# Campbell and Cohen Law Firm



## crawf307 (May 18, 2013)

I'm (U.S. citizen) planning to move with my Canadian fiancee to Toronto soon and my employer has agreed to allow me to work remotely for my U.S. branch out of the their Toronto office. I'll continue to be paid by the U.S. branch and work on U.S. work, but just reside in the Toronto space.

My work hasn't been very helpful in figuring out what visa I need and how I should go about this. 

I consulted with Campbell and Cohen to try to figure out what I need to do. 

Do you think it's worth the $2k to have them help me? Or should I continue trying to figure it out on my own?


----------



## Auld Yin (Mar 10, 2009)

You should look at an inter-company transfer.


----------



## thinkering (Apr 24, 2013)

crawf307 said:


> I'll continue to be paid by the U.S. branch and work on U.S. work, but just reside in the Toronto space.
> 
> My work hasn't been very helpful in figuring out what visa I need and how I should go about this.
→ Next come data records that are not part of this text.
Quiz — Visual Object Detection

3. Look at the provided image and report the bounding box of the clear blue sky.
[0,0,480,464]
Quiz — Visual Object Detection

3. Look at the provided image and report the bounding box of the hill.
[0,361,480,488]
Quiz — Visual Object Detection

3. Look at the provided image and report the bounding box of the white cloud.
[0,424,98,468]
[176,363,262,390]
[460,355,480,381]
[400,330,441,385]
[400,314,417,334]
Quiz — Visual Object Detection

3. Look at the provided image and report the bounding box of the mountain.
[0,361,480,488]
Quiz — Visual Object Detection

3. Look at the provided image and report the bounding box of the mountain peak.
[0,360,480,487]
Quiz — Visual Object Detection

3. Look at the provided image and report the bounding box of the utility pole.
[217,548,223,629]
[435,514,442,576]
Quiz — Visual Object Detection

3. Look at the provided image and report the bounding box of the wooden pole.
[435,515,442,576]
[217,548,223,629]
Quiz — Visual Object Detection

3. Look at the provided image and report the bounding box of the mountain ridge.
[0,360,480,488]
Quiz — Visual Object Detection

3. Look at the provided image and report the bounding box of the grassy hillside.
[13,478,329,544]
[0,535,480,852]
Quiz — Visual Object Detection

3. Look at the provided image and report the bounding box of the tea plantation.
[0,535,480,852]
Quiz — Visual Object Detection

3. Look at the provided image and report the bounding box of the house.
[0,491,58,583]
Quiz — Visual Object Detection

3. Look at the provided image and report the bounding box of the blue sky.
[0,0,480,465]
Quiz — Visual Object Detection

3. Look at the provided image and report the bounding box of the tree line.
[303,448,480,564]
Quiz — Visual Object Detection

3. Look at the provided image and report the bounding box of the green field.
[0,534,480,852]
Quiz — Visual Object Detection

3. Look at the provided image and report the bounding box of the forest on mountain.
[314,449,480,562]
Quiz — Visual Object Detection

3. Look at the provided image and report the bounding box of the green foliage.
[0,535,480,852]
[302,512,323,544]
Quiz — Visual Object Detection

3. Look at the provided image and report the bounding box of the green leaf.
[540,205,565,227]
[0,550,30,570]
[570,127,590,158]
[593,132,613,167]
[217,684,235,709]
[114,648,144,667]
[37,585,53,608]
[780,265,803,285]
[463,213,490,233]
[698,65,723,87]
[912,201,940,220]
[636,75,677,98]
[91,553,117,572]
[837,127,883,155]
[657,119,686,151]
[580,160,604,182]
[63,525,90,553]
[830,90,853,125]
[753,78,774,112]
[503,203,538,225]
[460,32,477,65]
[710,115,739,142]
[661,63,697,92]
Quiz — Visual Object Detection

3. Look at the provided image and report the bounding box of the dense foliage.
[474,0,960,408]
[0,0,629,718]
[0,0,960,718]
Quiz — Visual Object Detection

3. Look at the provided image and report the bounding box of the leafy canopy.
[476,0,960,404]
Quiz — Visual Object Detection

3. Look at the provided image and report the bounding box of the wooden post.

What type of work/what is your job title?


----------



## EVHB (Feb 11, 2008)

There are 2 options:
- relocation through your current employer. 
- becoming a permanent resident through your marriage

How much time a year would you spend abroad (not in Canada)?


----------



## crawf307 (May 18, 2013)

thinkering said:


> What type of work/what is your job title?


I work in public relations and my title is Senior Account Executive, which is a mid-level position.


----------



## crawf307 (May 18, 2013)

EVHB said:


> There are 2 options:
> - relocation through your current employer.
> - becoming a permanent resident through your marriage
> 
> How much time a year would you spend abroad (not in Canada)?


Yea we were sort of figuring that the permanent resident would be our longer term solution, but we don't really want to rush to get married in the next few days 

I wasn't planning to spend a significant amount of time outside of Canada every year - maybe a few weeks with holiday travel and work travel.


----------



## EVHB (Feb 11, 2008)

That's good, because you loose your permanent resident status if you spend a significant amount of time outside Canada if you work for a not-Canadian company.


----------